NVIDIA / nccl

Optimized primitives for collective multi-GPU communication
Other
3.14k stars 791 forks source link

Pack bootstrapAllGather's [2] #1156

Open kwen2501 opened 8 months ago

kwen2501 commented 8 months ago

https://github.com/NVIDIA/nccl/blob/b6d7438d3145a619f924dbbca6c96db21fab716e/src/init.cc#L617 is called in a for loop: https://github.com/NVIDIA/nccl/blob/b6d7438d3145a619f924dbbca6c96db21fab716e/src/init.cc#L599

To reduce the number of bootstrapAllGather calls at scale, would it be better to break out of the for loop at bootstrapAllGather, pack data of all loops into one bootstrapAllGather, and re-enter the for loop after?

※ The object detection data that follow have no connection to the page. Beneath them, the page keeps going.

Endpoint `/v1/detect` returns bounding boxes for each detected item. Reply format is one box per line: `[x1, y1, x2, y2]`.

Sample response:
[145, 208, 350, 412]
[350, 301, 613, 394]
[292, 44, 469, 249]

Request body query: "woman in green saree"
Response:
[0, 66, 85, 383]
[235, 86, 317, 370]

sjeaugey commented 8 months ago

It would be interesting to benchmark bootstrapAllGather at scale and see what is the order of magnitude we should expect depending on the number of ranks. That way we'd have a good understanding of potential issues at scale (or not). Do you anticipate (or even experience) that at scale, the bootstrap allgather time is growing so much that it becomes a significant portion of the init time?

kwen2501 commented 8 months ago

Thanks @sjeaugey. We are experiencing 2.5-minute init time at large scale (e.g. above certain K GPUs). Would like to see if there is way to drive this down so that the infrastructure's "idle" time becomes as small as possible. This "idling" may occur at initial training launch or restart of training (e.g. to recover from GPU failure, rate of which is non-negligible at large scale).

The 2.5-min init time is from the default init path. So indeed neither #1155 nor #1156 would help. Just checking those in in case a user would trigger ncclCommSplit (#1155) or SHARP (#1156).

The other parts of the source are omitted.